Length mismatch when using read_parquet chunked

samjeckert commented 3 years ago

Describe the bug

When reading a large parquet file from S3 using read_parquet, I get errors like ValueError: Length mismatch: Expected axis has 75536 elements, new values have 6741043 elements.

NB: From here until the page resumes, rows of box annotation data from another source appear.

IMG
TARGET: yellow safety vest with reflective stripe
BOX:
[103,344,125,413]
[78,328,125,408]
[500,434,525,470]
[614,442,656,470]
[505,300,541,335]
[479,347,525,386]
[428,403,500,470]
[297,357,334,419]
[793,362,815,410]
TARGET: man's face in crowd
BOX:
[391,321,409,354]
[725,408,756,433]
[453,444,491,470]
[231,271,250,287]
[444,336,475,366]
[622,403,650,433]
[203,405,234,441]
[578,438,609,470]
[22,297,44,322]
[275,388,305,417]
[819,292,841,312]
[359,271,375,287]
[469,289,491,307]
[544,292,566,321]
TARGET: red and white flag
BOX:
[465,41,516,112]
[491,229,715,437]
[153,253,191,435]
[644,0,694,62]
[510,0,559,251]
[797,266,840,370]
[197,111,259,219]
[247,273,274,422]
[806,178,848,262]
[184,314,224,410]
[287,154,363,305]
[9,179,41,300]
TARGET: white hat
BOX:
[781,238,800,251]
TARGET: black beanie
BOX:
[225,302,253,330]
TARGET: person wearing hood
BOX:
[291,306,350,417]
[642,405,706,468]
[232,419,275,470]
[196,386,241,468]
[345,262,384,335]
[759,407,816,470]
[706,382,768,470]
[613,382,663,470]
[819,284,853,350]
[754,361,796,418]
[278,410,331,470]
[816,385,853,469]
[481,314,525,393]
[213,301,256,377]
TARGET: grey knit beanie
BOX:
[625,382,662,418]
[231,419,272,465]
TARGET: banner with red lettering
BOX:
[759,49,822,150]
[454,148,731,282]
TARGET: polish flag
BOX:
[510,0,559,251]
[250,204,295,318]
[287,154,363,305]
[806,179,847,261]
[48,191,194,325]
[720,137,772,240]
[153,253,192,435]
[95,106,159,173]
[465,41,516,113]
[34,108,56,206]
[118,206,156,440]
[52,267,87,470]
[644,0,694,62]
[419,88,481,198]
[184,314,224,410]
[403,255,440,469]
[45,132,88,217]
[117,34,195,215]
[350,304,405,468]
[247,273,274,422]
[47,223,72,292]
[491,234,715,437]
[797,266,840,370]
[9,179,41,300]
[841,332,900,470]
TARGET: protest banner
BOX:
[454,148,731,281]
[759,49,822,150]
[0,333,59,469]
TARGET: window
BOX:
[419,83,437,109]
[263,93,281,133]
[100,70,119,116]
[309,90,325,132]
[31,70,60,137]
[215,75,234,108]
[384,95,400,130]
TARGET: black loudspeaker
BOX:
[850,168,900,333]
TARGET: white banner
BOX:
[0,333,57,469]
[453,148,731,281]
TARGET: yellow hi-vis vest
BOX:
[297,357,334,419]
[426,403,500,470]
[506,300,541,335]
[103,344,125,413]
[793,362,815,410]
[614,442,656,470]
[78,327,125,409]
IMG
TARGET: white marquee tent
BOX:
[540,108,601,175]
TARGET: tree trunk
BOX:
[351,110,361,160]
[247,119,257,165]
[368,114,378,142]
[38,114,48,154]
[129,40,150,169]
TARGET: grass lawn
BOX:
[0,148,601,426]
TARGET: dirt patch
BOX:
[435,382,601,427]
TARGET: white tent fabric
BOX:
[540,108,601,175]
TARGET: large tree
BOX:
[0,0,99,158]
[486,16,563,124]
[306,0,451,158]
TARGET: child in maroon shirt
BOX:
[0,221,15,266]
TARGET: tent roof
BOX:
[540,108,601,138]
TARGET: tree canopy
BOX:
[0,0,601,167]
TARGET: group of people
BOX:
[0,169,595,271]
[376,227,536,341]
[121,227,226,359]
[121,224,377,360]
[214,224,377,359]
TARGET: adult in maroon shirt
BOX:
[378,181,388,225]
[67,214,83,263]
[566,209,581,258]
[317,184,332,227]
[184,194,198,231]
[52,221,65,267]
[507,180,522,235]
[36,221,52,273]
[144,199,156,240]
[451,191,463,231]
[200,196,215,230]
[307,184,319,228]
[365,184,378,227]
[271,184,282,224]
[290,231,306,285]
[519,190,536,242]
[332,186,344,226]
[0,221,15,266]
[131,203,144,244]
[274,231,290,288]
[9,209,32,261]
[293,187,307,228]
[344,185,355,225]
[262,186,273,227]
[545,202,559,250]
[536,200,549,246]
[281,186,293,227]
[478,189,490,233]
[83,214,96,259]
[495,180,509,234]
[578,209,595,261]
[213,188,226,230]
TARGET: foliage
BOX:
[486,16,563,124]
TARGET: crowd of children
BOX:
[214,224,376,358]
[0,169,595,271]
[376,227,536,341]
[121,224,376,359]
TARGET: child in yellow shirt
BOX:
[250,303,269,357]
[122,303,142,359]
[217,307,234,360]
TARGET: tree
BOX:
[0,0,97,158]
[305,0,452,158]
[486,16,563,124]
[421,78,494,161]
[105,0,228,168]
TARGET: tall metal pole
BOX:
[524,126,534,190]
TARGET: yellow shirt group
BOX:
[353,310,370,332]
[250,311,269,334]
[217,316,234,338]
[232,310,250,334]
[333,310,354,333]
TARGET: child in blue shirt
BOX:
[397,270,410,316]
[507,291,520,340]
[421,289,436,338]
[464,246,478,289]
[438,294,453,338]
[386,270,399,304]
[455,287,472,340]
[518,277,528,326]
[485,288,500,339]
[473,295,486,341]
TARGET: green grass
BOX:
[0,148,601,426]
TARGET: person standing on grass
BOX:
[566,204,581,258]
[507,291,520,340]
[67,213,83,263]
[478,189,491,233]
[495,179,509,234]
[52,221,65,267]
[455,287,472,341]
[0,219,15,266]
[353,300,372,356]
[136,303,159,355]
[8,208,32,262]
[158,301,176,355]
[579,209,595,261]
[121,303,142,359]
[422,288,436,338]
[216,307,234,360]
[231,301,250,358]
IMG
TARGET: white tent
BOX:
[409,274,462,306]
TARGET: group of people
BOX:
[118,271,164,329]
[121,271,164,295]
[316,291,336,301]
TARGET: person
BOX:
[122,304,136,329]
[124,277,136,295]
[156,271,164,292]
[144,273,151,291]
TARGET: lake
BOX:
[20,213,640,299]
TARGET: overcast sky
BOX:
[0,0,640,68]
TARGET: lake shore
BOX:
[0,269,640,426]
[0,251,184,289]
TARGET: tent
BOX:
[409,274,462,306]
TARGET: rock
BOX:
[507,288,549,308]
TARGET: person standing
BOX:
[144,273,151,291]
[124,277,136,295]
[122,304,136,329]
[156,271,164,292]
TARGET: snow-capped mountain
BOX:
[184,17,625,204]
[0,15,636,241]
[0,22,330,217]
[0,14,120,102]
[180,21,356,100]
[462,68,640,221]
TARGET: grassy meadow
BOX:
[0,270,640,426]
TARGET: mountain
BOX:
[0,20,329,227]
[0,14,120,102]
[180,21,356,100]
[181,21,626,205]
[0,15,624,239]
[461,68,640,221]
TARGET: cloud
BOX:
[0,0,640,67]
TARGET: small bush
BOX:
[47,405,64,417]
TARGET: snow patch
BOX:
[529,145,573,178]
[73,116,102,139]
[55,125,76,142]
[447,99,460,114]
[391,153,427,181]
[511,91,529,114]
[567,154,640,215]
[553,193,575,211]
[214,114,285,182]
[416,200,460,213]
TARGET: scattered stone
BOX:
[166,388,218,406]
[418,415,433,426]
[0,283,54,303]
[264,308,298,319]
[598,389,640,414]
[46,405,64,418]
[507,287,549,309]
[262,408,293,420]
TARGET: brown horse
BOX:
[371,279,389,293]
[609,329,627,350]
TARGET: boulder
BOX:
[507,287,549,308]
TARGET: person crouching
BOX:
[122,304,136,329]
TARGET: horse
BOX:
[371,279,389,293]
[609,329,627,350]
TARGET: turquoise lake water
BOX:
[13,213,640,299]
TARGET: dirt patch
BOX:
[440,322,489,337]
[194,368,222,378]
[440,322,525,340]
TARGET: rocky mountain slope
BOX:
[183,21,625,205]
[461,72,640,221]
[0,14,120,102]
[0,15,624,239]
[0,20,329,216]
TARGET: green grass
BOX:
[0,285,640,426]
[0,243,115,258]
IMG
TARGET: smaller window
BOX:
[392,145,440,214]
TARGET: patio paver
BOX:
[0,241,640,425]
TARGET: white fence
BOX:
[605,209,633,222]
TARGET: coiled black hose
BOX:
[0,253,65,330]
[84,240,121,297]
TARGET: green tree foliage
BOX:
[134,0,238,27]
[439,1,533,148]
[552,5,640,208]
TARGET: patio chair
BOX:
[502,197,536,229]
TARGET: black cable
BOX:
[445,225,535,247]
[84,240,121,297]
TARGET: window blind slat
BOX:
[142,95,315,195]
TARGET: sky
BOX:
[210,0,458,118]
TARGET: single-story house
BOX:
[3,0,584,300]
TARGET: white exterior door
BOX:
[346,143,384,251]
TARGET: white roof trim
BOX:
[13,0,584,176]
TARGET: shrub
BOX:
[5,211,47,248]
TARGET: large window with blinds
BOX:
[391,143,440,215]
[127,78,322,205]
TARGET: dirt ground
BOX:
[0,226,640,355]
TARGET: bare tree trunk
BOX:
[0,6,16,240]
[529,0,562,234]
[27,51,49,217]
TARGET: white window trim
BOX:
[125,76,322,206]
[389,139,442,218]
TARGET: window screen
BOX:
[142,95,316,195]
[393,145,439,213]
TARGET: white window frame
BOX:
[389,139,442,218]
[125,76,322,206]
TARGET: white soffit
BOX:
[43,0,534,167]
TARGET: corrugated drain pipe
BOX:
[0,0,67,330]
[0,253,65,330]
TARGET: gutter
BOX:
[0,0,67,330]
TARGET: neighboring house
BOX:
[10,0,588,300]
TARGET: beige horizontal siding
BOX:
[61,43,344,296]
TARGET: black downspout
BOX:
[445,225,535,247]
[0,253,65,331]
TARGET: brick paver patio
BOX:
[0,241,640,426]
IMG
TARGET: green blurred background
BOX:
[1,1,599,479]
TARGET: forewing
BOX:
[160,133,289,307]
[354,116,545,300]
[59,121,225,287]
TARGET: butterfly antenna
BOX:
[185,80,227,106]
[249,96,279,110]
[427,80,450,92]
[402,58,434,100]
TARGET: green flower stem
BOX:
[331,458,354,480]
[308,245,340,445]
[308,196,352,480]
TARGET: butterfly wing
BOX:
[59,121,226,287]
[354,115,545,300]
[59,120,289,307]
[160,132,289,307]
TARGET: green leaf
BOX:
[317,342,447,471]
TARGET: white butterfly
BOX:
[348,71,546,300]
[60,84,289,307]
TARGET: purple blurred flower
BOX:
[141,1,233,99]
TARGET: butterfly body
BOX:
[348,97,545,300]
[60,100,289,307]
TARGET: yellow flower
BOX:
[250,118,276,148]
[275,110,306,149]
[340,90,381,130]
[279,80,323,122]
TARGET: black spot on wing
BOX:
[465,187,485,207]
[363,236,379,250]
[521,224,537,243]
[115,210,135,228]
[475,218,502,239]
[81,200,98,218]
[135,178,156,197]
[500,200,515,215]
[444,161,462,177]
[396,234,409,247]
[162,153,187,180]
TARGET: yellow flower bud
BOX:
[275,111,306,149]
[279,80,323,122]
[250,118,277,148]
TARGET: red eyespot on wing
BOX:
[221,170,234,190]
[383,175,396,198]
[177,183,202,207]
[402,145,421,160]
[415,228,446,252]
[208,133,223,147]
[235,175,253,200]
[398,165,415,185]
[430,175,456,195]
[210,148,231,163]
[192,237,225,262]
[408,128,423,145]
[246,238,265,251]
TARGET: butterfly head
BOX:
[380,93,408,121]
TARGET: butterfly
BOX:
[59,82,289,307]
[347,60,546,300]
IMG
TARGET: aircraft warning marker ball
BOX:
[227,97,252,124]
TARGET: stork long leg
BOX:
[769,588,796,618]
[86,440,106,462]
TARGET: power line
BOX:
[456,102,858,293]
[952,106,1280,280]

Expected axis value matches the integer value of chunked (or 65_536 if chunked=True).

Traceback:

Traceback (most recent call last):
  File "refresh.py", line 3, in <module>
    scores.refresh_score_partitions()
  File "/Users/sameckert/aw/project_explorer/app/scores.py", line 152, in refresh_score_partitions
    for df in dfs:
  File "/Users/sameckert/Library/Caches/pypoetry/virtualenvs/project-explorer-sNmfCv15-py3.7/lib/python3.7/site-packages/awswrangler/s3/_read_parquet.py", line 400, in _read_parquet_chunked
    path_root=path_root,
  File "/Users/sameckert/Library/Caches/pypoetry/virtualenvs/project-explorer-sNmfCv15-py3.7/lib/python3.7/site-packages/awswrangler/s3/_read_parquet.py", line 295, in _arrowtable2df
    df = _apply_index(df=df, metadata=metadata)
  File "/Users/sameckert/Library/Caches/pypoetry/virtualenvs/project-explorer-sNmfCv15-py3.7/lib/python3.7/site-packages/awswrangler/s3/_read_parquet.py", line 224, in _apply_index
    df.index = pd.RangeIndex(start=col["start"], stop=col["stop"], step=col["step"])
  File "/Users/sameckert/Library/Caches/pypoetry/virtualenvs/project-explorer-sNmfCv15-py3.7/lib/python3.7/site-packages/pandas/core/generic.py", line 5154, in __setattr__
    return object.__setattr__(self, name, value)
  File "pandas/_libs/properties.pyx", line 66, in pandas._libs.properties.AxisProperty.__set__
  File "/Users/sameckert/Library/Caches/pypoetry/virtualenvs/project-explorer-sNmfCv15-py3.7/lib/python3.7/site-packages/pandas/core/generic.py", line 564, in _set_axis
    self._mgr.set_axis(axis, labels)
  File "/Users/sameckert/Library/Caches/pypoetry/virtualenvs/project-explorer-sNmfCv15-py3.7/lib/python3.7/site-packages/pandas/core/internals/managers.py", line 227, in set_axis
    f"Length mismatch: Expected axis has {old_len} elements, new "
ValueError: Length mismatch: Expected axis has 75536 elements, new values have 6741043 elements

Environment

Provide your pip list output, particularly the version of the AWS Data Wrangler library you used. Providing this information may significantly improve resolution times.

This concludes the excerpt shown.